Inflammatory lung diseases

These ailments are also known as the chronic obstructive pulmonary disease (COPD). Inflammatory lung diseases include a wide range of illnesses such as asthma, emphysema and chronic bronchitis. Emphysema is a long-term progressive disease that usually causes shortness of the breath. Asthma, on the other hand, presents a chronic disease of the airways distinguished by changeable and returning symptoms. This type of a lung disease is characterized by chronic inflammation and reduced ability to breathe. Inflammatory lung disease may even put additional pressure on the heart, and affect the patient’s life on several levels, by making it hard to engage in exercise, hard work, or any other activity that requires heavier breathing.

Obstructive lung diseases

This is a type of lung disease characterized by some type of the airway obstruction.

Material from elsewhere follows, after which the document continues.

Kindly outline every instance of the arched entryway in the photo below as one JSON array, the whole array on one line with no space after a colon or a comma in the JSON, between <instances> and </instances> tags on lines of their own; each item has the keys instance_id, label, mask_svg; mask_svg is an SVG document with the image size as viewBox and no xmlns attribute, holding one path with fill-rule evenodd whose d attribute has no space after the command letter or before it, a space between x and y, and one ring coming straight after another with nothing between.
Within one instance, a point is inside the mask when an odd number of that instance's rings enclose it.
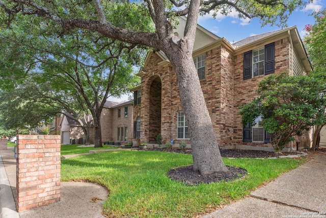
<instances>
[{"instance_id":1,"label":"arched entryway","mask_svg":"<svg viewBox=\"0 0 326 218\"><path fill-rule=\"evenodd\" d=\"M149 135L150 143L156 143L157 135L161 132L162 84L156 77L151 84L149 91Z\"/></svg>"}]
</instances>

Main obstructive lung diseases include chronic bronchitis, bronchiectasis (dilation and scarring of airways), asthma, emphysema or bronchiolitis (inflammatory scarring and bronchiole obliteration). Persistent and severe infections, air pollutants or tobacco smoking typically causes these diseases. However, they may occur as autoimmune disorders (asthma, for example).

Restrictive lung diseases

These diseases form a separate category of extrapulmonary, pleural, or parenchymal respiratory diseases that manifest in restriction of the lung expansion. Therefore, people suffering from restrictive lung diseases have increased work of breathing, inadequate ventilation and, consequently, severely decreased oxygenation. Pulmonary fibrosis, or scaring of the lung of the tissue, usually causes changes in the lungs lessening their normal breathing capacity. In many cases, restrictive lung diseases have no known cause, but they can sometimes develop as a result of asbestos exposure, as a side effect of radiation, certain drugs, or consequence of some other disease such as rheumatoid arthritis. Sometimes, restrictive lung disease occurs because of the injury to the lung, or as a birth defect in the lungs of a baby born prematurely.